Yes, you can make this egg salad in advance. In fact, the flavors develop nicely after the salad has rested in the fridge for a bit. Prepare it a day ahead and store it in an airtight container. Add the fresh avocado slices just before serving to maintain their freshness and texture.

Is it necessary to use sweet pickle relish for this recipe?

No, it’s not necessary. While sweet pickle relish adds a tangy and crunchy element to the egg salad, you can customize the recipe to suit your preferences. If you’re not a fan of sweet pickles, you can omit them altogether or substitute with diced dill pickles for a different flavor profile.

Can I substitute cottage cheese with another ingredient?

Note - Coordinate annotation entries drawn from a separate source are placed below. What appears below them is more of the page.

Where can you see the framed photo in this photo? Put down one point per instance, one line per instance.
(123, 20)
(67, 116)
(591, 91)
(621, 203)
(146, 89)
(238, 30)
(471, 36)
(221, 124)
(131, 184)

If you’re looking to replace cottage cheese in this recipe, you can consider using Greek yogurt as a creamy alternative. Keep in mind that the flavor and texture may vary slightly, but it will still provide a protein-rich base for the egg salad.

Conclusion

In conclusion, Egg Salad with Cottage Cheese – no mayo offers a delightful twist on the classic recipe, bringing a creamy, protein-packed option to your table. Whether you’re looking for a quick weekday lunch or a light and elegant brunch option, this salad delivers on both flavor and nutrition. The versatility of this dish allows you to get creative with different textures and variations to suit your preferences.

I encourage you to try this recipe and make it your own by adding your favorite ingredients or serving it in unique ways. From the creamy cottage cheese to the fresh avocado slices, every bite of this egg salad is a celebration of fresh flavors and wholesome goodness. Elevate your meals with this mayo-free alternative that will leave you feeling satisfied and nourished.

Protein-Packed Egg Salad with Cottage Cheese - Mayo-Free

Protein-Packed Egg Salad with Cottage Cheese – Mayo-Free

Protein-packed Egg Salad with Cottage Cheese – a mayo-free twist on a classic, perfect for a nutritious lunch with creamy avocado slices.
Prep Time5 Minutes
Cook Time12 Minutes
Total Time17 Minutes
CuisineAmerican
Skill LevelEasy
Servings2 Servings (2 sandwiches)

Ingredients

Main Ingredients

  • 6 large eggs
  • 1/2 teaspoon salt
  • Pinch of black pepper
  • Pinch of smoked paprika
  • 1/2 cup cottage cheese
  • 1 tablespoon sweet pickle relish or diced pickles

For Serving

  • 1/2 avocado, sliced
  • 2 slices sourdough bread

Instructions

  1. Step 01: Boil eggs in a pot of water for 9 minutes, then transfer to an ice bath to cool. Peel once cooled.
  2. Step 02: Cook eggs in an air fryer at 270°F for 12 minutes. Remove and transfer to an ice bath to cool before peeling.
  3. Step 03: In a medium bowl, mash peeled eggs with a fork, then mix in cottage cheese, salt, black pepper, smoked paprika, and relish or diced pickles.
  4. Step 04: Toast sourdough bread slices, top with avocado slices, and spoon egg salad on top.